蕭度卻笑了,拍了拍她的頭,“像你這樣的小姑娘每天都在想什么。”
蕭瀟趁蕭度上車,更小聲地說,“想怎么損你。”
此時身邊傳來輕微的笑聲,蕭瀟轉頭看了一眼,是那個穿沖鋒衣的男生,咧開的嘴還沒收回去。
她來不及多作反應,蕭度已經發動了車。
走了一段,蕭瀟腦海里還是那個男生,她忍不住問蕭度,“哥,剛剛我們旁邊那個人是誰啊?”
蕭度沒反應過來,大聲問,“誰?”
蕭瀟:“沒誰。”
“你說那個人啊,一個俱樂部外面的,咋了?”
蕭瀟:……你以為我不知道你們在一個俱樂部外面?
忍住想懟她哥的沖動,蕭瀟小聲說,“他好奇怪,剛剛還笑我們。”
“是挺奇怪的,反正我不認識,你也離他遠點就行了。”
“哦。”
摩托車在灑滿陽光的路上又行駛了一會兒,蕭瀟還是忍不住不去想那個人,問:“哥,你知道他叫什么名字嗎?”
“不清楚,好像叫什么許復津。”
蕭度覺得有點不對勁,“你不會…”
蕭瀟連忙說,“他名字也好奇怪啊,從來沒聽過這樣的名字。”
蕭度立馬被蕭瀟帶跑偏了,“是吧,還是你哥名字比較帥。”
“……”這是你取的嗎就帥帥帥。
蕭度帶蕭瀟玩了一小時,就把蕭瀟送回家,蕭瀟把頭盔遞給他,他們心照不宣地不提回家的事。

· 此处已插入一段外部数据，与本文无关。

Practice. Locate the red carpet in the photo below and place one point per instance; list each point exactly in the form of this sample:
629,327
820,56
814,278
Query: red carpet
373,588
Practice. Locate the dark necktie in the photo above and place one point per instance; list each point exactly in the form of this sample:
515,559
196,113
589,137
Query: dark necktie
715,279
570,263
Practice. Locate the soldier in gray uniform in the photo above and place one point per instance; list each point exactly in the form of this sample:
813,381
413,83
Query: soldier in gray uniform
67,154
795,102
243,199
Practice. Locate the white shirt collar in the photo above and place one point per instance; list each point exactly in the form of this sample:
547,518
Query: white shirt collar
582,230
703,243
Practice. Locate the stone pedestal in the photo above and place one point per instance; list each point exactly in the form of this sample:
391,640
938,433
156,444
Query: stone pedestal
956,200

蕭瀟背起書包,蕭度憋出一句,“在家別總學習,也要勞逸結合。”
可是怎么勞逸結合呢?
蕭度說不出話了,饒是他在車友面前能吹再多牛,此時回憶起往事,他也不得不閉上嘴。
蕭度難得關心她,蕭瀟覺得這種時候沉默不太好,嗯了一聲。
直到她徹底看不見蕭度,他都沒再說過一句話。
蕭瀟打開門,蕭父蕭母竟然在家,蕭父坐在沙發上抽著煙,蕭母洗菜,整個家只有水流汩汩的聲音,蕭母開口打破了沉默,“今天怎么這么晚才回來,作業做完了嗎?”
蕭瀟跳過第一個問題,“沒。”
“那還不去做作業?高考只有兩個月,等這一屆高三考完,你就是新高三的人了,你看你還一點都不著急…”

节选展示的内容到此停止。